Палач после перерыва на обед, который излечил его от пахучих кальсон, шума в ушах и крови амбалов на гимнастёрке, во-первых, казнил модильяновку, когда она отказалась остановить «своих». «Анька, дурочка, по-хорошему прошу: останови своих, ибо озверели они, — сказал ей палач. — Хочешь час в прямом эфире и изо всех громкоговорителей моей столицы? С трогательными и убедительными словами помочь? У меня есть писатели, сочинят — закачаешься, и подлецы сами принесут мне свои головы. А потом из тюрьмы выпущу. Соглашайся». Модильяновка хохотала на это три дня и три ночи, до изнеможения палача. «Нет в тебе больше никакого смысла, Анна Вячеславовна, — сказал он ей на рассвете, когда от неё ушли те, кто три дня и три ночи склонял её между приступами смеха к правильному решению, погружая её голову в воду. — Пошли, что ли, уже. И никаких тебе оркестров за такое. Сам буду бить в ладоши, ты только напой, а я подхвачу, у меня знаешь какой голос, у меня знаешь какие слух и чувство ритма. Ибо не веруешь в меня — казнена будешь, повешена, что ли».
Было ветрено. Ещё бы чуть-чуть, и дети из первых рядов сами покатились бы к Лобному, но на их шеи успели накинуть петли. Модильяновка, тростиночка в тюремной робе, с лохматой верёвкой на длинной шее, стояла лицом к этому едвалинеурагану и, временами взлетая, пела тонко-тонко, волосяным голосом, от которого захлёбывался сам ветер, и с таким высоким чувством, которого нет и никогда не было в этой музыке и в этих словах: «Winding your way down on Baker Street / Light in your head and dead on your feet / Well, another crazy day / You’ll drink the night away / And forget about everything / This city desert makes you feel so cold / It’s got so many people, but it’s got no soul / And it’s taken you so long / To find out you were wrong / When you thought it held everything…» На этом ничего не понимающее Лобное, все эти десятикопеечные дети с проволочными удавками на шеях, пожизненно датые слесаря танковых заводов и швеи галифе-гульфиков взвивались и, не зная слов, не понимая слов, старательно и чисто выпевали вторым голосом: «You used to think that it was so easy / You used to say that it was so easy / But you’re trying, you’re trying now…» Сволочь отрешённо прихлопывала, но даже у неё наворачивались слёзы. Или что там капает у сволочи из её голубых глаз на лобном ветру? несимметричный диметилгидразин? кураре?..

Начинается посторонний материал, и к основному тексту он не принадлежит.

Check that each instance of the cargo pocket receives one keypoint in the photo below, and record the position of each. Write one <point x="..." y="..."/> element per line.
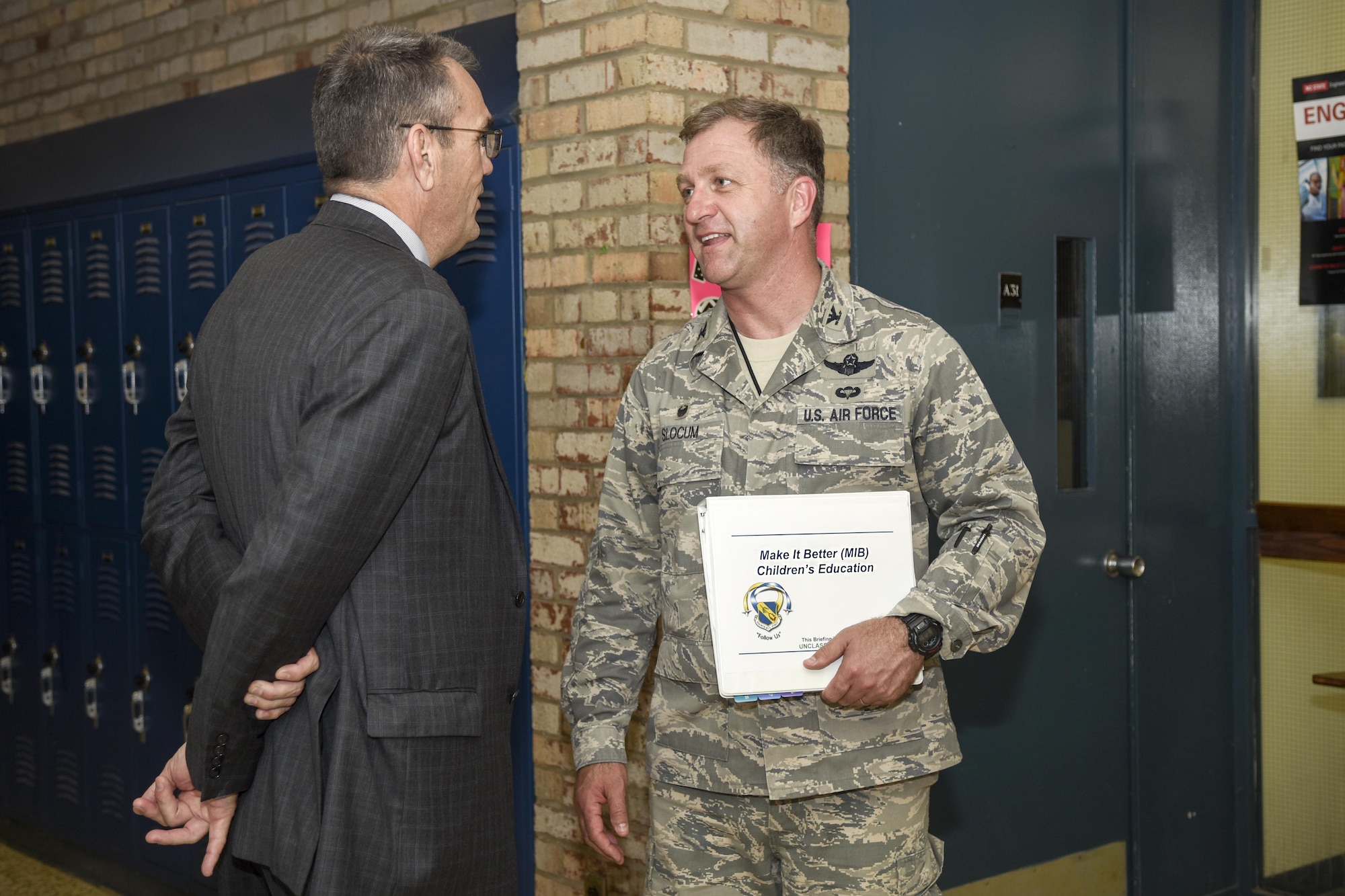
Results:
<point x="691" y="464"/>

А во-вторых, сволочь, уставая зверски, но никому не перепоручая, казнила всех остальных, объясняя свой трудовой порыв в прямом эфире и изо всех громкоговорителей категориями «моё» и «подлая необъявленная война»: «Это моё и ничьё иное. Только это спасёт нас во дни подлой необъявленной войны против наших вековечных устоев. Всегда спасало. Спасёт и сейчас. Ещё больше казнимых, ещё больше зверства, ещё одна смена ещё одного танкового завода в качестве искренних зрителей, ещё больше случайных жертв расстрелов и/или повешений из числа самых искренних зрителей, ещё больше любовного молчания не только в ответ на казни и молчания негодующего в ответ на происки врагов, но и молчания как нормы, для чего с этого часа вводятся превентивное вырывание языков и ничем не спровоцированные пытки на дыбе для женщин — женщин, особенно матерей, а на дыбе для детей — детей, особенно трёхлеток. Установим же по всему стольному граду N лототроны, спасительные устройства для непрерывного непроизвольного определения казнимых. Так победим, падлы».

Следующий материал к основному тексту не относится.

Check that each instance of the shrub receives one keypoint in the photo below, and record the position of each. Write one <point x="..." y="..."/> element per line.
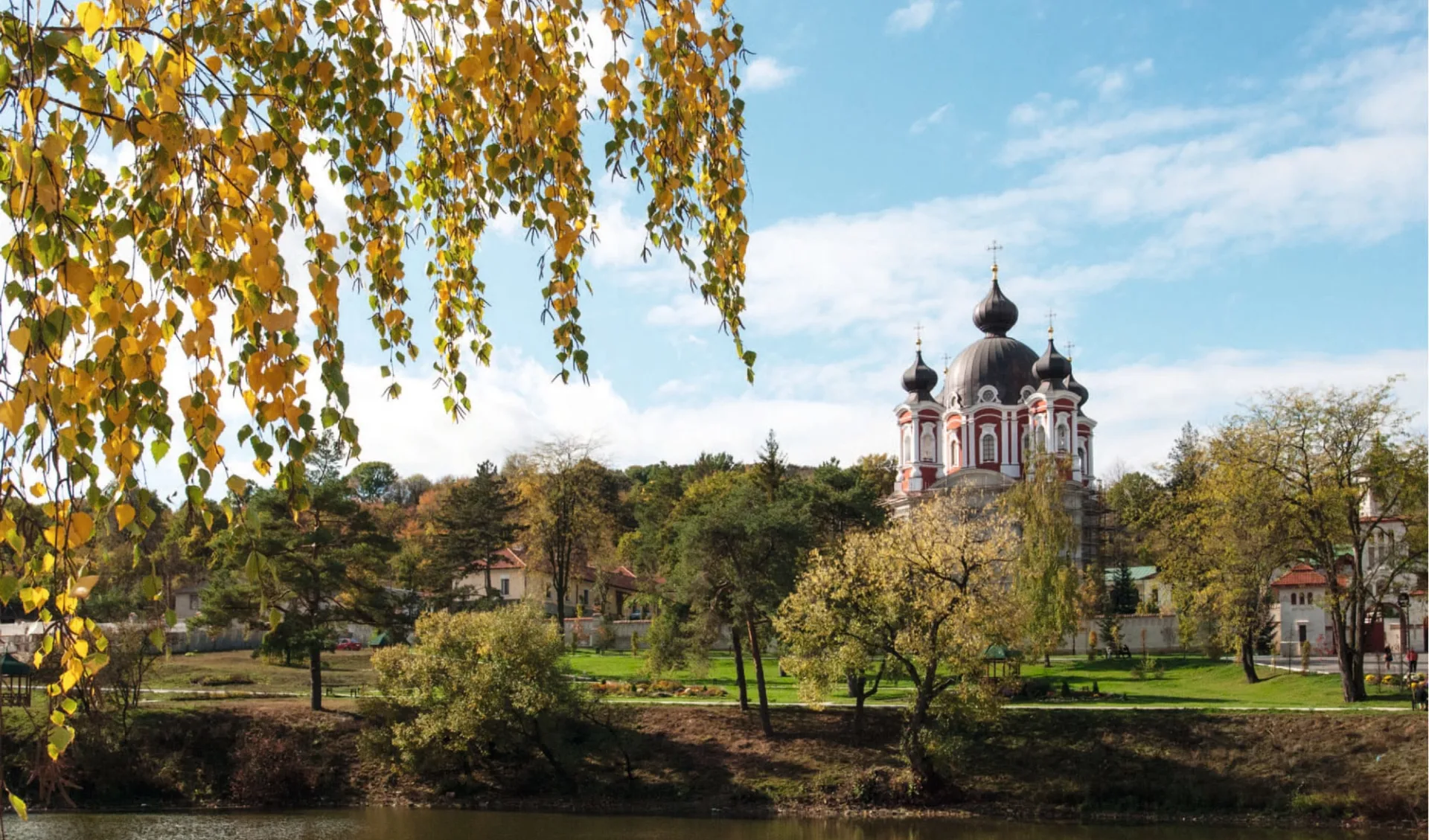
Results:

Поговаривали одними губами, перемигиваниями и пожатием плеч, что по ночам на Лобном вместо палача работают двойники, но нет: разве могли двойники мочиться на только что казнённых? Кто бы им позволил…

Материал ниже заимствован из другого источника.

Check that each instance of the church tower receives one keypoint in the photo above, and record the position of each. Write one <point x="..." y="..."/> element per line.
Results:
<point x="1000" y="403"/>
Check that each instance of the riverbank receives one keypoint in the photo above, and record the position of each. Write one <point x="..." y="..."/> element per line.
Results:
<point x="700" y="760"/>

Казни на Новом Лобном месте проводились по сто одному разу на дню.
Казнимые не пели, хотя их зачем-то спрашивали: «Спеть хотите?» — «На своих похоронах?» — «Действительно. Извините»; заводы и ателье на казнь пока не сгонялись, но и от желающих отбою не было. Обладатели новых галифе, экономя патроны, сажали на кол всех обладателей старых галифе, особенно тех, кто сдался, а значит мог быть посажен, ибо дышал и даже выкрикивал здравицы палачу, поняв, что сдался зря. Танкистов казнили на плахе: сначала, не разобравшись, четвертовали, а потом, обидевшись на неодобрительный смех зрителей, стали рубить головы и только головы, которые выставляли «в назидание», насадив на кол.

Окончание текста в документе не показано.